CCCTC-binding factor (CTCF) regulates chromatin organization and is upregulated in pancreatic ductal adenocarcinoma (PDAC). We found that CTCF interacts with HNRNPU through a FLG-AS1-dependent mechanism, facilitating the recruitment of EP300 and activation of the m6A reader IGF2BP2. This activation promotes histone lactylation at the promoter region of IGF2BP2 stimulating the proliferation of PDAC cells. IGF2BP2 enhanced the mRNA stability of CSF1 and MYC. Moreover, FLG-AS1 directly interacts with HNRNPU to modulate alternative splicing of CSF1, thus promoting the M2 polarization of tumor associated macrophages (TAMs) in PDAC. The results indicated that CTCF-induced oncogenic modification of histone lactylation, m6A and alternative spilcing as multi-regulation modes of TAMs reprogramming in PDAC and identifies CTCF as a potential therapeutic target for PDAC immunotherapy whose inhibition M2 polarization through the IGF2BP2/CSF1/CSF1R axis. Curaxin combined with gemcitabine treatment has shown promising antitumor efficacy against PDAC.

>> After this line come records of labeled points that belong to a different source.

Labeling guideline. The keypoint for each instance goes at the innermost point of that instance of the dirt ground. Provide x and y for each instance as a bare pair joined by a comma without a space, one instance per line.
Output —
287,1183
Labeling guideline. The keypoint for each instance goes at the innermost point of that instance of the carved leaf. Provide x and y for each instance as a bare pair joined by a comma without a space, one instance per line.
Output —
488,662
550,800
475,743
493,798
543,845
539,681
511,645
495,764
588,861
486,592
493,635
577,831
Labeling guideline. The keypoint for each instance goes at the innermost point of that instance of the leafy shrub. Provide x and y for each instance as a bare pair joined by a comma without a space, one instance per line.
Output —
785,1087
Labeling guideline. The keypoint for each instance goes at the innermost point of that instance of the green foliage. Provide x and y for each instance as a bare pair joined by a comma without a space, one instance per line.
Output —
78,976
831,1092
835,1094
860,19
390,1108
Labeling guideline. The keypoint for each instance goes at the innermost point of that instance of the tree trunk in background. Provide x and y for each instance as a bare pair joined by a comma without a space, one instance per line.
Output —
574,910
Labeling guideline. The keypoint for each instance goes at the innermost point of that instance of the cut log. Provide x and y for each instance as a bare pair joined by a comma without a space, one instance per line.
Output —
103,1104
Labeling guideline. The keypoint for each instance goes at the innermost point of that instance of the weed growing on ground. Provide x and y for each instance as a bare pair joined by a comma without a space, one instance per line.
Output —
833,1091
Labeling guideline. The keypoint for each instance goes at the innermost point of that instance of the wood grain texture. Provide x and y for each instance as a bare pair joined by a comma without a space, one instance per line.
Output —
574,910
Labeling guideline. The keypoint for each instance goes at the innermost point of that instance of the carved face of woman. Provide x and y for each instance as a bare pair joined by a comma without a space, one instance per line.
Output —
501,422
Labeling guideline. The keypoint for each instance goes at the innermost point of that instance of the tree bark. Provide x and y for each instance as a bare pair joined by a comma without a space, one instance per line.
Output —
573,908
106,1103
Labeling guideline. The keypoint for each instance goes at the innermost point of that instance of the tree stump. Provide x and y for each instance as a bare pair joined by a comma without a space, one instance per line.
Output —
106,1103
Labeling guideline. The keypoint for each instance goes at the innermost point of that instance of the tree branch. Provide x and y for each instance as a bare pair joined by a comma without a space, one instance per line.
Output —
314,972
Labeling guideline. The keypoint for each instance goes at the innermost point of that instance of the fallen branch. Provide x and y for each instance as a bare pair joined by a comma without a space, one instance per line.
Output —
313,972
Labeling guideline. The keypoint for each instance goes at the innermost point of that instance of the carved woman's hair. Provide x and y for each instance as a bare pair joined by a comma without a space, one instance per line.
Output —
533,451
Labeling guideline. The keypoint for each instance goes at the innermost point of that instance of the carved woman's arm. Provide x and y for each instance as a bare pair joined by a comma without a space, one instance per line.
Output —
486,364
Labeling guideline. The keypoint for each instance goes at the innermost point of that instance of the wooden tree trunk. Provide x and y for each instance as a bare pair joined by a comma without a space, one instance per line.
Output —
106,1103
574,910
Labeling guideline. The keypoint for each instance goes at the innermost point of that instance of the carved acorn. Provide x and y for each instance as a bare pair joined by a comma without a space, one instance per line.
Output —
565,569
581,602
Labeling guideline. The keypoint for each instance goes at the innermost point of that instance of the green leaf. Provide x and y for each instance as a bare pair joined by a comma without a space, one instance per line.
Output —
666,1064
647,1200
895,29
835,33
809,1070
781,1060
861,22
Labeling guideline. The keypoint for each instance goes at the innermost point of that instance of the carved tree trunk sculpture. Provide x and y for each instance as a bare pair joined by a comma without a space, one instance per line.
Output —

CCCTC 结合因子 （CTCF） 调节染色质组织，并在胰腺导管腺癌 （PDAC） 中上调。我们发现 CTCF 通过 FLG-AS1 依赖性机制与 HNRNPU 相互作用，促进 EP300 的募集和 m6A reader IGF2BP2的激活。这种激活促进 IGF2BP2 启动子区域的组蛋白乳酸化，刺激 PDAC 细胞的增殖。IGF2BP2增强了 CSF1 和 MYC 的 mRNA 稳定性。此外，FLG-AS1 直接与 HNRNPU 相互作用以调节 CSF1 的选择性剪接，从而促进 PDAC 中肿瘤相关巨噬细胞 （TAM） 的 M2 极化。结果表明，CTCF 诱导的组蛋白乳酸化、m6A 和选择性注射的致癌修饰作为 PDAC 中 TAMs 重编程的多调节模式，并确定 CTCF 是 PDAC 免疫治疗的潜在治疗靶点，其抑制 M2 通过 IGF2BP2/CSF1/CSF1R 轴极化。Curaxin 联合吉西他滨治疗已显示出对 PDAC 的良好抗肿瘤疗效。